Figure 2. The carbon stick model of arachidonic acid.
To inhibit the arachidonic acid, the diethylcarbamazine (N,N-diethyl-4-methylpiperazine-1-carboxamide) binds to the active site of the acid and prevents it from functioning [2,3]. From previous analysis of this drug, DEC works in many different age groups, ranging from infected kids to adults. DEC is easy to consume because of its crystalline form as a tablet, allowing easy consumption by people. These tablets induce its effect into the bloodstream and into the cells of the developing worms or larvae, hindering their ability to maintain growth and perform the parasitic functions.
Figure 3. Diethylcarbamazine in its structural form.

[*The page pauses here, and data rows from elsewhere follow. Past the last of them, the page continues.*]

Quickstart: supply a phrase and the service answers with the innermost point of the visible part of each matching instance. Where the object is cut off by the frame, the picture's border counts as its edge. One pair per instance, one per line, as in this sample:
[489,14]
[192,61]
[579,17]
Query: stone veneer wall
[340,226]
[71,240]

Diethylcarbamazine has a CAS Number of 90-89-1 and a formula of C10H21N3O, making this a very small substance. However, due to the direct attack on the parasites in the bloodstream and within the subcutaneous level, there are a few symptoms and side effects that are still at risk. These symptoms include irritant in the face, such as itchiness and swelling on the eyes. Likewise, headaches and fatigue could also be felt. These are common symptoms; however, many other rare symptoms also exist. These include a risk of fever and skin rash/pain and a very rare circumstance of vision reduction. With a molecular weight of 199 g/mol, Diethylcarbamazine is easily able to flow into the body. Some information about Diethylcarbamazine cannot be found, such as whether or not it is patented or how many times it has been clinically tested. However, Diethylcarbamazine, also known by its trade names: Hetrazan, Carbilazine, Caricide, Cypip, Ethodryl, Notezine, Spatonin, Filaribits, Banocide Forte, and Eofil, is manufactured by Zaneka Health Care and recently Eisai Company. These companies, especially Eisai, are majorly focused on eliminating worm diseases and other similar underdeveloped conditional illnesses.
REFERENCES:
[1] S. Cairncross, R. Muller, N. Zagaria, Dracunculiasis (Guinea Worm Disease) and the Eradication Initiative. Microbiol Rev. 2002, (2), 223-246.
[2] R.M. Maizels, D.A. Denham, Diethylcarbamazine (DEC): immunopharmacological interactions of an anti-filarial drug. PubMed 1992(105), 49-60.
[3] H. Meves, Arachidonic acid and ion channels: an update. Br J Pharmacol 2008, 155, (1), 4-16.